MANILA, Philippines — The Bangko Sentral ng Pilipinas is may cut rates provided painfully-high inflation eases in the next five months.
“If we have four more of that, five more, we can even talk about cuts,” BSP Governor Felipe Medalla said at an economic briefing in the US on Wednesday night (Manila time).
The central bank governor was referring to month-on-month inflation, which hit 0.3% in February then slowed further to 0% in the previous month.
As it is, headline inflation hit 7.6% year-on-year in March. This marked a slowdown of sorts in recent months, as consumer price growth kept accelerating since the middle of 2022. Consumer prices caved under the weight of supply bottlenecks, fanned by the domestic economy’s reopening, and a weak peso in past month.
The BSP responded by hiking interest rates, starting in May last year, to combat rising inflation. So far, the central bank has injected 425 basis points, sending the benchmark rate to 6.25%.

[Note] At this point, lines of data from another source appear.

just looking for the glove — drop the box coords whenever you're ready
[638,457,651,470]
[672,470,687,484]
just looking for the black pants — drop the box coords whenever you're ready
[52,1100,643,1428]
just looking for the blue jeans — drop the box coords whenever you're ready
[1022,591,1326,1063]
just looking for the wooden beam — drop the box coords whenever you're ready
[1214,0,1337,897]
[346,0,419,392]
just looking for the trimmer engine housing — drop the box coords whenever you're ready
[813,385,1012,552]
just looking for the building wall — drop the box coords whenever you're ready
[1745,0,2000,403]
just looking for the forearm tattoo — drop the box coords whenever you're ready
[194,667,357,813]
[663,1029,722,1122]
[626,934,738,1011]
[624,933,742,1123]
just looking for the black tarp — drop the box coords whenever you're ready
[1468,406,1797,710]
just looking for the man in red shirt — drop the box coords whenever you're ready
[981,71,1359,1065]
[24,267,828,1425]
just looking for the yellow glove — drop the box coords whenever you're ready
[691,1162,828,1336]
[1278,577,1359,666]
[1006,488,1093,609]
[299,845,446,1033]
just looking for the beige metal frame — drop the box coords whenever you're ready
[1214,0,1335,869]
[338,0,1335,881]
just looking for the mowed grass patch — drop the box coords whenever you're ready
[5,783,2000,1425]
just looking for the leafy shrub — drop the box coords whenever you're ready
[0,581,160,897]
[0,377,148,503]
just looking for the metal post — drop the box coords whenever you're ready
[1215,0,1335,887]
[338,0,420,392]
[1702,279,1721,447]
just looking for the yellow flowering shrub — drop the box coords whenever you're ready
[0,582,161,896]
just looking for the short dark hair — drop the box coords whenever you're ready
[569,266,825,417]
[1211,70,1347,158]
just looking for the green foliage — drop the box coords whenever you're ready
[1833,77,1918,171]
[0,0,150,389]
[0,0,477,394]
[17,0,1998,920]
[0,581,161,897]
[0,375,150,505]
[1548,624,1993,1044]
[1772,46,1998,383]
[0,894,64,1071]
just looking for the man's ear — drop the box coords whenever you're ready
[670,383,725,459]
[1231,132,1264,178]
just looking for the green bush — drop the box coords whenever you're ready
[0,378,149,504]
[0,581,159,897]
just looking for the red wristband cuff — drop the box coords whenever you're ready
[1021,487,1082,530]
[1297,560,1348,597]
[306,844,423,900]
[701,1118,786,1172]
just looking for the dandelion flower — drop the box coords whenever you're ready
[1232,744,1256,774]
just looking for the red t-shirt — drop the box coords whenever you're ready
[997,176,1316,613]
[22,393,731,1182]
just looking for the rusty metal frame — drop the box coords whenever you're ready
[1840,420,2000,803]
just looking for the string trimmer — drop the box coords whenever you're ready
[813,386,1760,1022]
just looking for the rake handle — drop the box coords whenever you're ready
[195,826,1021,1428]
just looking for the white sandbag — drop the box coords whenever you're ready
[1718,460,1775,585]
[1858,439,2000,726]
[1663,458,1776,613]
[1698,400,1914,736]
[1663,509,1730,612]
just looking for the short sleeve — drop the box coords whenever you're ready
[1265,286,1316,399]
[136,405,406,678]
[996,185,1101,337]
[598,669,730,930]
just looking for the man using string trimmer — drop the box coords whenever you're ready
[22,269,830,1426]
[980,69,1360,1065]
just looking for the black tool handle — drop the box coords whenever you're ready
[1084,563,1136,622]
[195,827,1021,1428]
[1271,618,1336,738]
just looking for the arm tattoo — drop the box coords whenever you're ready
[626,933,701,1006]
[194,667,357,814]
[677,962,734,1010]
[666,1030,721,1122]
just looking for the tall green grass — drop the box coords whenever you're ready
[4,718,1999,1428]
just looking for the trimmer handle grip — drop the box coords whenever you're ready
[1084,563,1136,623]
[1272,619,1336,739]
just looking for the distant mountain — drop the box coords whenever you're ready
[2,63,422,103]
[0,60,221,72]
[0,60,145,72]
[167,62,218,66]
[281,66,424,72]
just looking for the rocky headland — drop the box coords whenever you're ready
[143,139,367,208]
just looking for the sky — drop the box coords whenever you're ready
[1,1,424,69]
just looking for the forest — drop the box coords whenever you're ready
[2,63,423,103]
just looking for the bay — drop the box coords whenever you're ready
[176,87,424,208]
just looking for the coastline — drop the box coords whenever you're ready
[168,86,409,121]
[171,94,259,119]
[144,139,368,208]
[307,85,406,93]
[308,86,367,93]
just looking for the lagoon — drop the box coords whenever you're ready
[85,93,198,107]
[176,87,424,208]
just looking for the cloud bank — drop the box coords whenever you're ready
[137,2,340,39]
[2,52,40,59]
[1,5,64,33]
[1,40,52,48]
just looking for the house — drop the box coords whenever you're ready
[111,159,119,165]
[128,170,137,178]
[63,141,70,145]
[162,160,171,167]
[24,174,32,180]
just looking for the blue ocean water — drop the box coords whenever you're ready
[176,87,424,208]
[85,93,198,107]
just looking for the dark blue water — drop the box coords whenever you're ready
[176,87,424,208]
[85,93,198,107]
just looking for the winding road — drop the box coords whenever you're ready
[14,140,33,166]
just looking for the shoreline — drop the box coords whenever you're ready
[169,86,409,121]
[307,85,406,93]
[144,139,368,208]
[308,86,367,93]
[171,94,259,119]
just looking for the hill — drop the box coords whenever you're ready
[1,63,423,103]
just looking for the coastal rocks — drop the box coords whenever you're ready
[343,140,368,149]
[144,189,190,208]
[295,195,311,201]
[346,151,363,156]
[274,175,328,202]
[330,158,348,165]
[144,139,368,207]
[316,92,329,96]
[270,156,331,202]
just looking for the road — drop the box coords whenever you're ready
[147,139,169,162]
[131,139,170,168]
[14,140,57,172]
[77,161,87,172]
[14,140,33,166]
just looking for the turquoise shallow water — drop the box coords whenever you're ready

Central banks everywhere employ rate hikes to discourage consumers and firms from taking out credit from banks and financial institutions. These rate hikes typically take six to 18 months before it seeps into the domestic economy.
That said, the powerful Monetary Board is expected to convene on May 18 to decide the next rate action. To this end, Medalla said a tightening pause is possible.
The BSP governor admitted that if month-on-month inflation shows a similar downtrend, then there’s “a very good reason to pause.”